Innovative companies are on average 20% more successful and therefore more competitive than their average competitors. A fundamental component for innovative companies in the mechanical and plant engineering industry is to know new and relevant technologies in order to make them usable in production and products. Therefore it is an essential task of engineers to identify new technologies for the solution of problems in their own company and to evaluate them regarding their possible applications. A detailed search for technologies at trade fairs, on the Internet or in technical journals can be very time-consuming. The reason is an oversupply of information (Big Data), which is mostly unstructured and scattered and difficult to find through a multitude of sources. As a result, considerable financial and time resources are required at various points in the company to obtain an overview in a structured and efficient manner and to compile information relevant to decision-making.
The goal is to create a new process for innovation in industrial companies using a Software as a Service platform based on AI algorithms. This enables companies to identify their own customized technology gamechanger faster, cheaper and more efficiently and at the same time to build up internal technology know-how. This offers especially small and medium sized companies without their own research or innovation department an opportunity to keep up with large corporations and to compete. In this way, the project specifically strengthens small and medium-sized enterprises, the backbone of industry, and helps German companies to continue to expand their top position as world market leaders.

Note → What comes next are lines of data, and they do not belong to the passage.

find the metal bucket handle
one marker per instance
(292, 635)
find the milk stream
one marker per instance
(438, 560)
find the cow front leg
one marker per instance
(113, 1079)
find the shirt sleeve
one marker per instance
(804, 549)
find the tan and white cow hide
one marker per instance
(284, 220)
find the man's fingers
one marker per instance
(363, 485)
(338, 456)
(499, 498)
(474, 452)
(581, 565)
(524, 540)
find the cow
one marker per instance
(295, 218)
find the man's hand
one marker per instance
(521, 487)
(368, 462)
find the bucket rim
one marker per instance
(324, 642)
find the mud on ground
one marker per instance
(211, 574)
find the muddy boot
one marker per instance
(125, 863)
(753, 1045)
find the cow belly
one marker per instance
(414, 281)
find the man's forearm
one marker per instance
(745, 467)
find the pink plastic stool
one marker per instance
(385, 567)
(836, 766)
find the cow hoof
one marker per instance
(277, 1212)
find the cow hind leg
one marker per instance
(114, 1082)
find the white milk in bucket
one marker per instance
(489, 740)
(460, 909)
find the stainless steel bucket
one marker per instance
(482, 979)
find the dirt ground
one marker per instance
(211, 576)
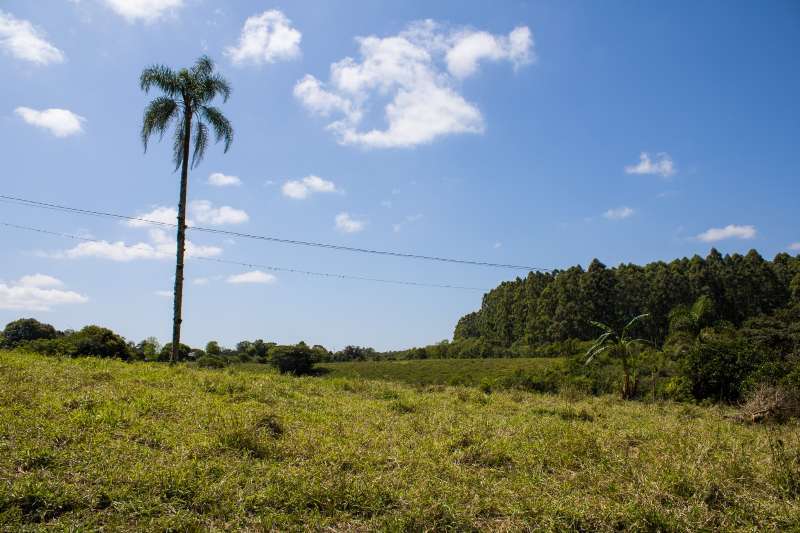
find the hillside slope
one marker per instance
(92, 443)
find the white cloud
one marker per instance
(471, 47)
(218, 179)
(60, 122)
(662, 165)
(301, 189)
(22, 40)
(159, 215)
(348, 224)
(415, 75)
(162, 246)
(254, 276)
(144, 10)
(731, 231)
(205, 213)
(39, 280)
(619, 213)
(36, 293)
(410, 219)
(266, 38)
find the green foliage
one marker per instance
(91, 341)
(298, 359)
(26, 329)
(91, 444)
(187, 95)
(551, 307)
(184, 352)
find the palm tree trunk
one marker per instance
(178, 302)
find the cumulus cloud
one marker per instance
(218, 179)
(266, 38)
(619, 213)
(205, 213)
(254, 276)
(415, 75)
(36, 292)
(472, 47)
(661, 165)
(159, 215)
(348, 224)
(59, 122)
(302, 189)
(731, 231)
(143, 10)
(22, 40)
(410, 219)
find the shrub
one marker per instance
(99, 342)
(298, 359)
(210, 361)
(26, 329)
(767, 403)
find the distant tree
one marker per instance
(149, 348)
(167, 353)
(26, 329)
(298, 359)
(96, 341)
(185, 103)
(212, 348)
(618, 344)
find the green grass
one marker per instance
(469, 372)
(90, 444)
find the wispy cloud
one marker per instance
(619, 213)
(303, 188)
(24, 41)
(218, 179)
(419, 70)
(144, 10)
(37, 292)
(254, 276)
(731, 231)
(59, 122)
(660, 165)
(266, 38)
(348, 224)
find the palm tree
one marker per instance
(621, 346)
(185, 103)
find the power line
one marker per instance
(59, 207)
(266, 267)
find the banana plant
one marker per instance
(619, 345)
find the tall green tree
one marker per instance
(620, 345)
(185, 104)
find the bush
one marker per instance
(210, 361)
(91, 341)
(26, 329)
(296, 360)
(183, 352)
(99, 342)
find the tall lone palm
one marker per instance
(185, 103)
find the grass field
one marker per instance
(470, 372)
(88, 444)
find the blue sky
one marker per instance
(534, 133)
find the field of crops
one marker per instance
(88, 444)
(469, 372)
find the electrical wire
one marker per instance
(258, 265)
(406, 255)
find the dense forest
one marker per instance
(544, 308)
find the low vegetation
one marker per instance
(90, 443)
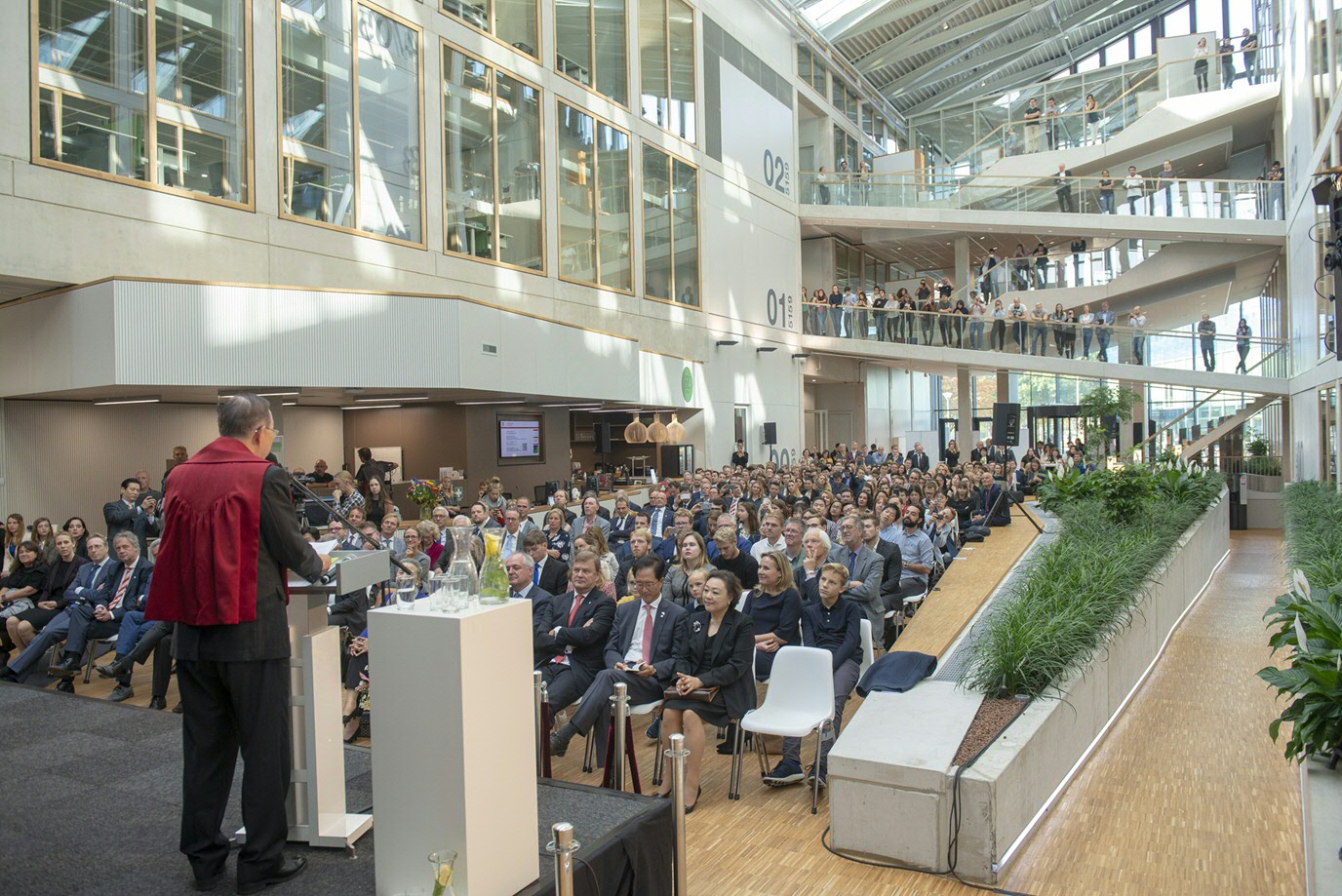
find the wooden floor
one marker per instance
(1185, 796)
(967, 582)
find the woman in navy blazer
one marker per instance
(720, 653)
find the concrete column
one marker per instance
(964, 410)
(963, 274)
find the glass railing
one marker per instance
(1153, 197)
(967, 138)
(1116, 343)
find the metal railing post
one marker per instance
(619, 714)
(538, 692)
(563, 848)
(679, 874)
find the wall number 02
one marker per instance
(776, 172)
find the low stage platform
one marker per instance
(95, 799)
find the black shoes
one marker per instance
(114, 670)
(292, 868)
(67, 667)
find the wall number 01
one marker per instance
(780, 309)
(776, 172)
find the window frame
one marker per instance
(596, 193)
(150, 113)
(447, 45)
(354, 6)
(698, 227)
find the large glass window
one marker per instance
(95, 109)
(595, 242)
(513, 21)
(492, 164)
(667, 63)
(670, 228)
(352, 145)
(591, 46)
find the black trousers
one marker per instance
(231, 706)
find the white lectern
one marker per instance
(454, 766)
(317, 812)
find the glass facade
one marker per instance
(492, 164)
(595, 240)
(666, 58)
(513, 21)
(591, 46)
(670, 227)
(350, 145)
(95, 88)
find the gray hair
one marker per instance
(242, 414)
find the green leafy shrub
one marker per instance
(1082, 589)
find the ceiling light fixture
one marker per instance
(146, 400)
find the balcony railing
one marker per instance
(1114, 343)
(1153, 197)
(967, 138)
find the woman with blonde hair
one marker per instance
(691, 556)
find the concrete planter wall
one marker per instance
(873, 766)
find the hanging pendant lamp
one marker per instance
(635, 432)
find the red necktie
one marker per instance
(647, 634)
(121, 591)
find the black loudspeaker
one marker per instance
(1006, 423)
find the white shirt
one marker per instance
(759, 549)
(635, 652)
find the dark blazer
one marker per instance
(281, 549)
(729, 667)
(136, 592)
(668, 636)
(891, 567)
(554, 577)
(582, 643)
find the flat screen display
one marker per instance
(520, 438)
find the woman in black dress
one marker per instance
(718, 655)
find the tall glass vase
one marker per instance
(493, 578)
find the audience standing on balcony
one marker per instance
(1248, 46)
(1202, 54)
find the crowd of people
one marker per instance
(931, 317)
(686, 599)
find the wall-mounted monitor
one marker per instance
(521, 438)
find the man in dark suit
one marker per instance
(128, 514)
(573, 634)
(645, 644)
(520, 569)
(231, 510)
(548, 574)
(85, 591)
(918, 457)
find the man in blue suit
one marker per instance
(646, 642)
(120, 586)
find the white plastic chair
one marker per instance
(800, 700)
(868, 650)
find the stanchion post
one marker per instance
(538, 688)
(563, 846)
(677, 753)
(619, 713)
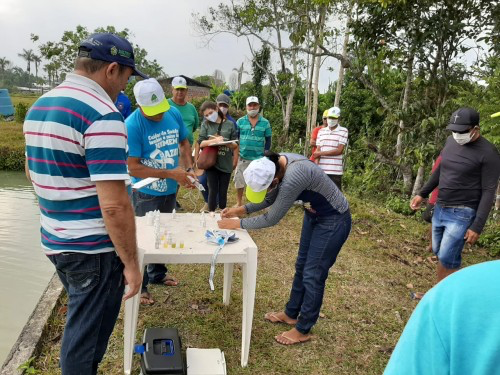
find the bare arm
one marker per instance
(185, 158)
(119, 219)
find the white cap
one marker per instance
(179, 83)
(252, 99)
(258, 176)
(150, 97)
(334, 112)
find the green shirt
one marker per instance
(189, 117)
(224, 161)
(253, 139)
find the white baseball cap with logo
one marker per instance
(258, 176)
(150, 97)
(252, 99)
(179, 83)
(334, 112)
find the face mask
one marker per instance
(462, 139)
(332, 122)
(253, 112)
(212, 117)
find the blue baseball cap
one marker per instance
(109, 47)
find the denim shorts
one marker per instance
(449, 225)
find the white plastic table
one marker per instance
(196, 250)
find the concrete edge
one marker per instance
(27, 343)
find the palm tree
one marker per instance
(37, 60)
(28, 56)
(4, 63)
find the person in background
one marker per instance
(255, 137)
(188, 111)
(314, 134)
(215, 129)
(275, 182)
(156, 133)
(123, 104)
(223, 102)
(82, 185)
(467, 179)
(331, 143)
(454, 329)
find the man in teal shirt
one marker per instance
(455, 328)
(255, 137)
(188, 111)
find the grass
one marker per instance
(366, 303)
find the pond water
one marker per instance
(24, 269)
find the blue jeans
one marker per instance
(320, 242)
(144, 203)
(94, 284)
(449, 225)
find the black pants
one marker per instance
(218, 183)
(337, 179)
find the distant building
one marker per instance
(196, 89)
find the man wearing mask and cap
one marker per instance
(156, 133)
(255, 138)
(76, 158)
(467, 179)
(331, 143)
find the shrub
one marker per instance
(21, 111)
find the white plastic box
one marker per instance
(205, 362)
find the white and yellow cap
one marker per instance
(179, 83)
(333, 112)
(258, 176)
(150, 97)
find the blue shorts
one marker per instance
(449, 225)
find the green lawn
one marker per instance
(365, 308)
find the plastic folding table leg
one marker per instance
(228, 279)
(249, 281)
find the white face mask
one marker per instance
(212, 117)
(462, 139)
(253, 112)
(332, 122)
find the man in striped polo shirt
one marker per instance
(255, 137)
(76, 158)
(331, 142)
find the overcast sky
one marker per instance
(163, 28)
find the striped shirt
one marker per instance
(74, 136)
(303, 181)
(253, 138)
(328, 140)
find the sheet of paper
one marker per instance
(144, 182)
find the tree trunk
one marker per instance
(340, 81)
(419, 181)
(497, 201)
(404, 107)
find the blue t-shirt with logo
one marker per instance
(157, 145)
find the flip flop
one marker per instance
(147, 296)
(291, 341)
(417, 295)
(274, 318)
(170, 281)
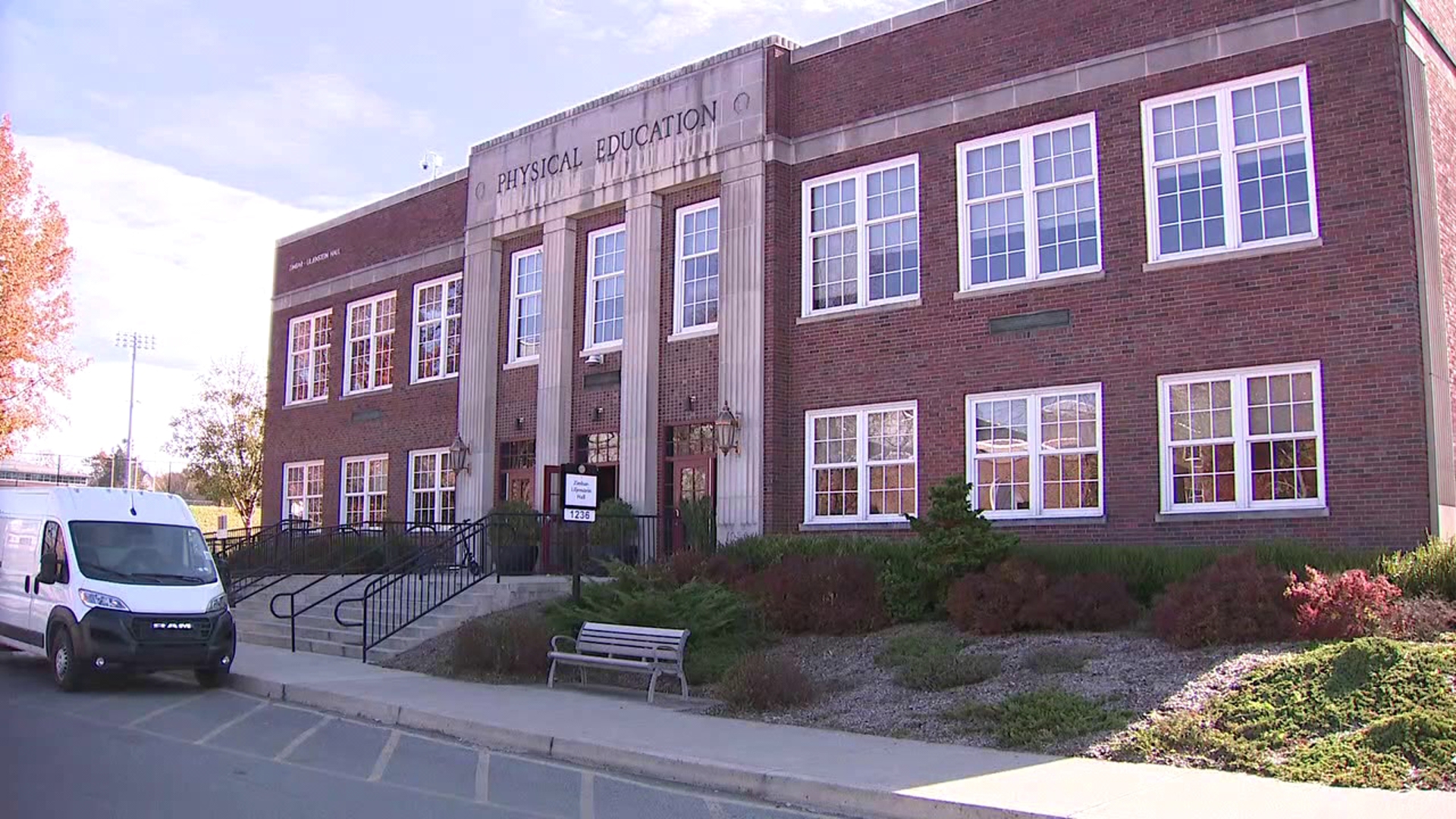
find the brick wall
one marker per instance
(410, 416)
(398, 231)
(1350, 303)
(987, 44)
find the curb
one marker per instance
(767, 786)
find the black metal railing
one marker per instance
(384, 550)
(411, 591)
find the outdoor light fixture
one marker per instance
(727, 430)
(459, 452)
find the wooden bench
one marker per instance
(625, 649)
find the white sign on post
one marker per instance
(580, 503)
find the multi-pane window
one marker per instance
(1040, 181)
(303, 491)
(438, 308)
(862, 237)
(431, 487)
(696, 292)
(606, 286)
(366, 490)
(861, 464)
(1231, 167)
(370, 344)
(1036, 453)
(1242, 439)
(309, 340)
(526, 305)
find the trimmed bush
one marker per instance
(761, 682)
(1084, 602)
(1340, 608)
(998, 599)
(827, 595)
(1234, 601)
(509, 645)
(1421, 618)
(1427, 570)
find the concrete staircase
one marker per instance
(319, 632)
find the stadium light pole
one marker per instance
(133, 341)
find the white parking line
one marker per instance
(300, 739)
(231, 723)
(383, 757)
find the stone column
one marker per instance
(554, 379)
(641, 352)
(479, 371)
(740, 350)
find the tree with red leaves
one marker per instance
(36, 302)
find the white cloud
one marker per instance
(185, 260)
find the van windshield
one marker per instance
(149, 554)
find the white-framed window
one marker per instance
(438, 309)
(303, 491)
(364, 494)
(1041, 183)
(862, 237)
(526, 306)
(695, 305)
(1036, 453)
(606, 286)
(1242, 439)
(431, 487)
(309, 338)
(859, 464)
(1229, 167)
(370, 344)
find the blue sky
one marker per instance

The innovation of the project and central aspect is the research of a cognitive system in the form of Natural Language Processing (NLP) algorithms linked to an information model consisting of a knowledge graph. This system enables engineers to find technological solutions for domain-specific problems with just a single mouse click. The novelty consists of two core components:
Individual articles from a dataset collected by the project partner should be classified according to certain predefined topics. Since the dataset did not provide labels and a manual labeling process of the more than 600,000 articles is too time-consuming, established supervised classification algorithms could not be applied here. Therefore, a novel algorithm was developed, which exploits the semantic meanings of the defined topics to assign appropriate labels to the articles. Among other things, approaches from established topic modeling algorithms and information from domain-specific word and document embeddings are used. According to the initial assessment of the domain experts, the novel algorithm is capable of assigning the correct labels of the corresponding topics to a significant proportion of the articles in the data set with a high degree of accuracy if the hyperparameters are adjusted accordingly.
During the evaluation, our trained Transformer model delivered best results. In particular, the recognition of company names works very well. It is often possible to reliably identify the company behind a technology from the article title alone. The recognition of technologies, on the other hand, is more challenging and turns out to be difficult even with a current Transformer model.
To find solutions to specific problems in the engineering domain, we extracted the properties of each technology described in engineering texts. These properties of technologies can then be linked to each other in a Knowledge Graph. If a user then searches for specific solutions to his problem, he can define the properties that his solution must possess in advance. Based on this, the system can suggest technologies with the requested or similar properties as a solution. For the extraction of technology properties, a rule-based approach was developed, which searches for predefined units in the text as a starting point and extracts the technologies as well as their units in a "dependency parsing" approach. Our evaluation showed that this approach yielded very promising results for further reseach in this area.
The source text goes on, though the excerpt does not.